Elsa Lanchester (1902-1986): Born in England, she established a career in theatre and cabaret in Britain after the First World War and married the actor Charles Laughton in 1929, appearing with him in small film roles, including The Private Life of Henry VIII in 1933. After the great success of this, the couple moved to Hollywood, where she continued acting and achieved recognition in Bride of Frankenstein in 1935. She appeared in twelve films with Laughton and, after his death in 1962, appeared in several Disney films, such as Mary Poppins in 1964. One of her last roles was in Murder by Death in 1976.

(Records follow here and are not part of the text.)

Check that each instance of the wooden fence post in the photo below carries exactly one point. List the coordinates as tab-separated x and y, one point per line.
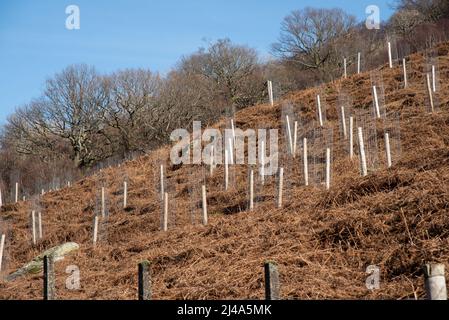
125	194
320	114
49	278
280	186
2	248
95	230
204	196
359	58
144	280
39	224
328	168
387	149
351	137
305	163
363	167
33	226
376	102
429	91
272	290
404	69
390	56
165	220
435	282
295	138
251	189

Joseph LaShelle (1900-1989): He established a lengthy career in Hollywood in the mid-1920s as a cameraman and then director of photography, and has been described as “one of the enviably large band of cameramen who enriched the black-and-white style from the ’40s to the ’60s”, in particular for his work for Fox in the 1940s and for Billy Wilder in the 1960s.
Notes by Graham Petrie
SPOT THE CANADIAN
Dorothy Patrick plays “Kitty Blaine” in Come to the Stable. Born Dorothy Wilma Davis on June 3, 1921 in St-Boniface, Manitoba, Patrick moved to New York City in her early-20s to make a go of it as an actress and model. She started off as a Powers model and was booked to do a series of ads for Chesterfield cigarettes. The “Chesterfield Girl” went on to win a 1940s Jesse Lasky Gateway to Hollywood contest and became an MGM starlet, appearing in several films before retiring in the 1950s. Henri Letondal, playing the uncredited role of Father Barraud, was born on June 29, 1901 in Montreal, Quebec. He came from a renowned Canadian musical family and studied the cello before branching off into acting, stage-directing, playwriting, critical writing, and hosting radio shows. Letondal began his Hollywood screen career in the late-1940s, taking on a series of supporting roles, before dying of a heart attack in Burbank a decade later.